The author of the self-help book, “12 Rules for Life”, continued by saying that younger generations simply don’t understand what socialism is, that is why they are open it.
Youngsters are “emotionally drawn to the ideals of socialism, say, or the left, because it draws its fundamental motivational source from a kind of primary compassion, and that is always there in human beings”.
“And I think I understand the motivations on the radical left – both on the post-modernist end and on the more Marxist end – and because of that I’m a relatively effective critic, and that makes me very unpopular, and that’s fine”, Peterson said.
On top of this, it is the mainstream media that is so “desperate for attention” that it’s going into extraordinary lengths to fuel this appeal.
“The destruction of the narratives that guide us individually, psychologically, and that also unite us, socially, familially … it’s an absolute catastrophe”, Peterson said, adding that this reality has resulted from the “unholy marriage of the postmodern nihilism with this Marxist utopian notion”.
The Q&A caused mixed reactions on social media: while some seemed to support his views, others appeared to be quite critical of his stance:
This is why we have to stand up to the tyranny of Far Left ideology. Call it out their attack on freedoms.— MBon (@BonislawskiM) 4 апреля 2019 г.
What is this incoherent nonsense?— Lehan (@lehan) 4 апреля 2019 г.
I am concerned for his health. He does not look (or sound) well.— David (@dsherwoodb) 5 апреля 2019 г.

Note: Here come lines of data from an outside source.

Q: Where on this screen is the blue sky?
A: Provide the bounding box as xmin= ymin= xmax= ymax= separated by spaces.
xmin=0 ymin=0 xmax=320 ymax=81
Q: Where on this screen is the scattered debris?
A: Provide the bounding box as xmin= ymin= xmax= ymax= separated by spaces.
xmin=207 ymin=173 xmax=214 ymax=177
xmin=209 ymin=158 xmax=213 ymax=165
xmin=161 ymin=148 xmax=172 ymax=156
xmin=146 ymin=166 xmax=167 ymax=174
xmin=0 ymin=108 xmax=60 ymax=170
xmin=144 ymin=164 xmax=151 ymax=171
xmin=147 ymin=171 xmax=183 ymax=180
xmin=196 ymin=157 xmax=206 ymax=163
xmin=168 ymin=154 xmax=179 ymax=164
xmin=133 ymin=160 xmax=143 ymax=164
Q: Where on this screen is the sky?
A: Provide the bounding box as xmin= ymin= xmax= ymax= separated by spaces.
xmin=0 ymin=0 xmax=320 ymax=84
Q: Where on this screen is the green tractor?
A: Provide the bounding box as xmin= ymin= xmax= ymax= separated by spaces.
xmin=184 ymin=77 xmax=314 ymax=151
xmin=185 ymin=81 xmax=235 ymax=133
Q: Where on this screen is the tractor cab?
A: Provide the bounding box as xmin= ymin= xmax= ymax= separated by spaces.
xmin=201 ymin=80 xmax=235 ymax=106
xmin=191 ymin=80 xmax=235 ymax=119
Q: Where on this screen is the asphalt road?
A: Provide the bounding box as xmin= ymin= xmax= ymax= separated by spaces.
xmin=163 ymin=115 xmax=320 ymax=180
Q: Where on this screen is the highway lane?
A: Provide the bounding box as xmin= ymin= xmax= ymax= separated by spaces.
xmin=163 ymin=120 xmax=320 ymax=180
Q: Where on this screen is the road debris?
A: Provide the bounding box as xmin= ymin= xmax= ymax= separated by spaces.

Over the past few weeks, Peterson has been embroiled in a number of controversies: the University of Cambridge has dropped its offer of visiting fellowship over an image in which the psychology professor is photographed with a man wearing an “I’m a proud Islamophobe” shirt in a New Zealand bookstore in February.
Shortly after, Whitcoulls, a book chain in New Zealand, pulled his “12 Rules for Life” from the shelves, apparently for the same photo, which circulated online in the aftermath of the deadly mass shooting in Christchurch mosques. However, several days later, Whitcoulls reinstated the book.
The professor also defied his critics to find evidence that he has spoken "a single phrase that marks me as a prejudiced person regarding sex, race, ethnicity or, indeed, any of the multiplicity of identities that have become so quickly and strangely dominant in our culture so recently".
Peterson, a champion of free speech and self-describe professor against political correctness, rose to international prominence three years ago when he voiced his opposition to a law requiring people to use gender-neutral pronouns, claiming that such legislation infringes on free speech.
He’s well known for his opposition to modern feminism pushed to the extremes and is often accused of promoting patriarchy and intolerance.